NEW YORK – A team led by investigators in the UK and Germany has tracked down two genes with apparent ties to Raynaud's phenomenon (RP), a vasospastic condition marked by blood flow restrictions after exposure to triggers such as stress or cold, leading to altered finger or toe coloring.
The condition "can severely affect an individual's quality of life by causing pain or even ulcers," Maik Pietzner, a computational medicine researcher at Charité-Universitätsmedizin Berlin's Berlin Institute of Health, and his colleagues wrote in Nature Communications on Thursday.
Because RP is relatively common — affecting an estimated 2 percent to 5 percent of the population — and showed pronounced heritability in prior studies, the researchers reasoned that a genome-wide association study involving RP cases and controls from UK Biobank project might unearth previously unappreciated genetic contributors to the condition.
Using electronic health record and array-based genetic data for 5,147 UK Biobank participants of European descent with RP and 439,294 unaffected participants from the same population, the team narrowed in on three loci with genome-wide significant ties to RP. Digging into these risk loci — found in or around the ADRA2A, IRX1, and MICB genes on chromosomes 10, 5, and 6, respectively — offered a look at potential mechanisms behind RP.
The team went on to analyze the risk variants in relation to Genotype-Tissue Expression data spanning more than four dozen tissue types, for example, searching for how the RP-related variants affect gene expression.

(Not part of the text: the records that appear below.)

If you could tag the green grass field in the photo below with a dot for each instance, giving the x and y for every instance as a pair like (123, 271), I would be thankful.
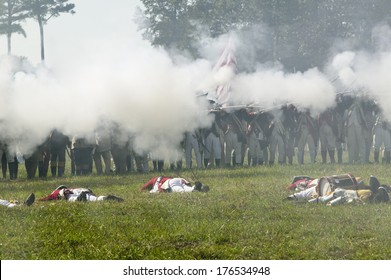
(242, 217)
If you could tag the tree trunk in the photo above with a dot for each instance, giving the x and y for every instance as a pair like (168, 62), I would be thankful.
(42, 38)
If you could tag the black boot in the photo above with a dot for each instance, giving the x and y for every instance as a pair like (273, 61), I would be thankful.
(160, 165)
(11, 168)
(332, 157)
(324, 156)
(376, 156)
(339, 155)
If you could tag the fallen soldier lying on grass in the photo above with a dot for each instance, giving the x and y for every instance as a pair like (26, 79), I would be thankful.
(170, 184)
(338, 189)
(12, 203)
(77, 194)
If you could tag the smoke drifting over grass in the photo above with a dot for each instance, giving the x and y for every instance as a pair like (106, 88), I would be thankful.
(367, 73)
(154, 99)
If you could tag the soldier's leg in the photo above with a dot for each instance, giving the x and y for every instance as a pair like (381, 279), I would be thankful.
(98, 163)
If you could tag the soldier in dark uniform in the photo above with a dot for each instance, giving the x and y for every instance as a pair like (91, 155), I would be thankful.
(58, 143)
(82, 152)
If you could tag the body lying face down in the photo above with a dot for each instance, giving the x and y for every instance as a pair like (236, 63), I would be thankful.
(338, 189)
(171, 184)
(77, 194)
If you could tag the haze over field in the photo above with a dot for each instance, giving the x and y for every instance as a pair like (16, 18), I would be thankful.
(100, 69)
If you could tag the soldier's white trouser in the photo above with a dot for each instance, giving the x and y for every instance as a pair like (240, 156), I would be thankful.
(191, 144)
(306, 138)
(254, 147)
(381, 137)
(213, 147)
(232, 144)
(277, 144)
(356, 143)
(327, 138)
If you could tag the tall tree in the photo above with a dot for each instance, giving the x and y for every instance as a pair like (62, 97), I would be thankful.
(12, 12)
(43, 10)
(168, 23)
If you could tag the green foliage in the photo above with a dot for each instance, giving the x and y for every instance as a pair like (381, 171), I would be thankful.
(243, 216)
(302, 31)
(12, 13)
(43, 10)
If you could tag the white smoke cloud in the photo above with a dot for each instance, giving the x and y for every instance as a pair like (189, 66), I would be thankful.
(368, 72)
(141, 89)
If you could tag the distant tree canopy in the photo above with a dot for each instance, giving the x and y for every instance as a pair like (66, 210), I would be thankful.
(302, 32)
(13, 12)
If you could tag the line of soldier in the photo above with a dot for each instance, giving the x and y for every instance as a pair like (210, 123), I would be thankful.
(355, 124)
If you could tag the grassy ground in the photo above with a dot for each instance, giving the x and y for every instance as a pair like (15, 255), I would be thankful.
(242, 217)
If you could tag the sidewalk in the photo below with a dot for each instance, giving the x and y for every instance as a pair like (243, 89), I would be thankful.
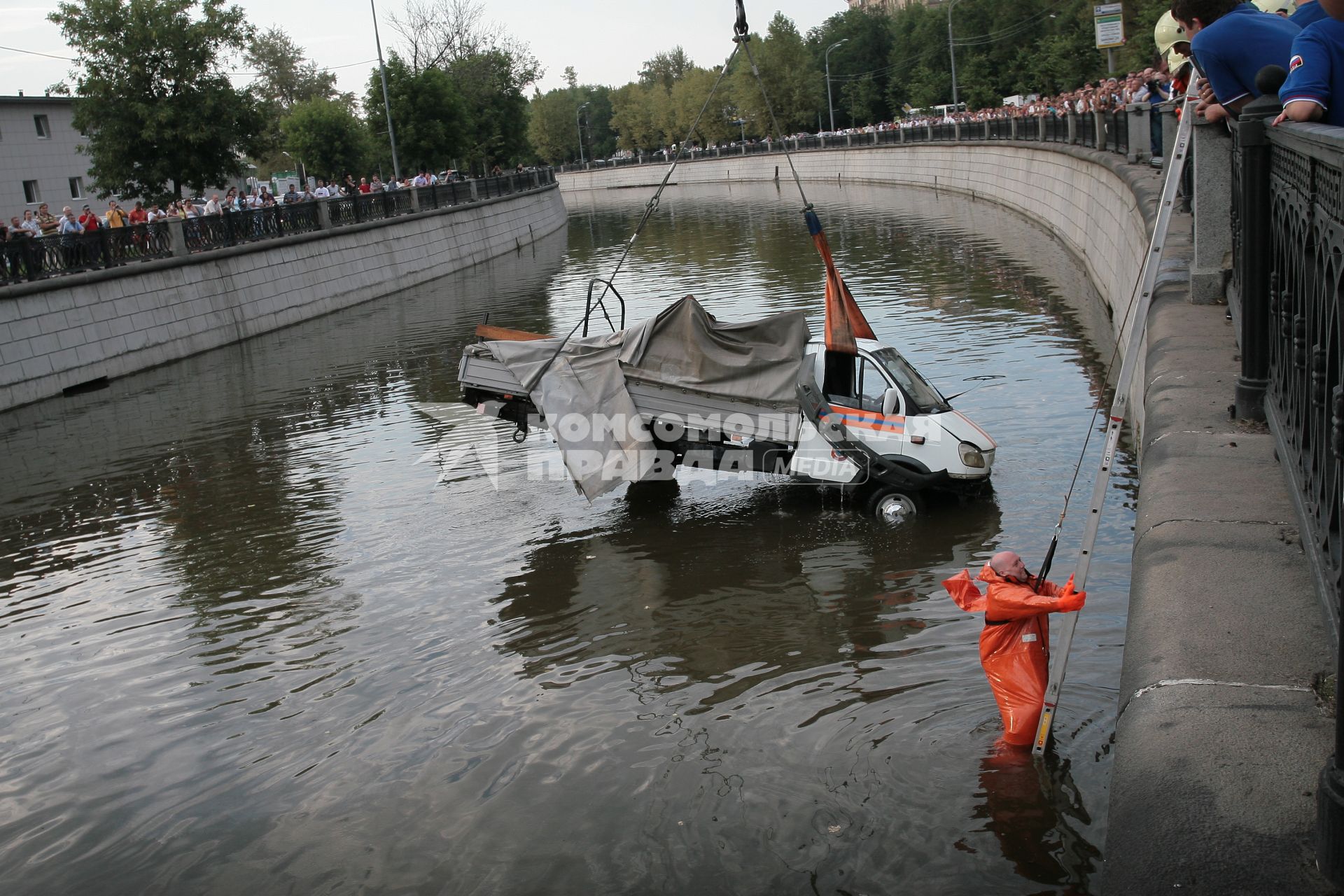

That approach highlighted the possible roles of the alpha-2A adrenergic receptor for adrenaline gene ADRA2A, which contributes to stress response-related small blood vessel contraction, and the IRX1 gene, which codes for a transcription factor suspected of regulating blood vessel dilation, in RP.
"Our study provides the very first robust evidence not only for concrete 'risk genes' for primary Raynaud's phenomenon (which haven't been known at all), but [also] sheds light on new mechanisms [for] a disease of, so far, idiopathic origin," Pietzner said in an email, noting that the genes identified "nicely tie on with what has been suspected about the involvement in vasospasms but point to very different receptors, compared to what has been previously thought and used to develop or repurpose drugs."
In particular, the results prompted a search for existing drug treatments that counteract expression alterations involving the candidate genes, the researchers explained, along with analyses centered on compounds that impact broader vasoconstriction or vasodilation processes indirectly implicated by the candidate genes identified.
"[O]ur results provide the first mechanisms driven investigation into treatment options," Pietzner noted.
Although "a number of medications can already inhibit alpha-2A adrenergic receptors," he explained, "none does so specifically" — an important consideration since such receptors are also expressed beyond arterial tissue.
When the researchers considered more subtle RP associations involving variants previously linked to other traits or conditions, meanwhile, they saw hints that variants that dial down type 2 diabetes risk and fasting blood glucose levels may also boost individuals' propensity for RP. On the other hand, variants that increased high-density lipoprotein cholesterol levels seemed to coincide with enhanced RP risk.
"A somewhat unexpected finding with possible relevance for patients might be the observation that participants with susceptibility to low blood glucose levels are at a higher risk for RP," Pietzner said, "which, if also relevant to the frequency of attacks, might imply that avoiding episodes of low blood glucose might be an interesting strategy or a so far underrated trigger for RP."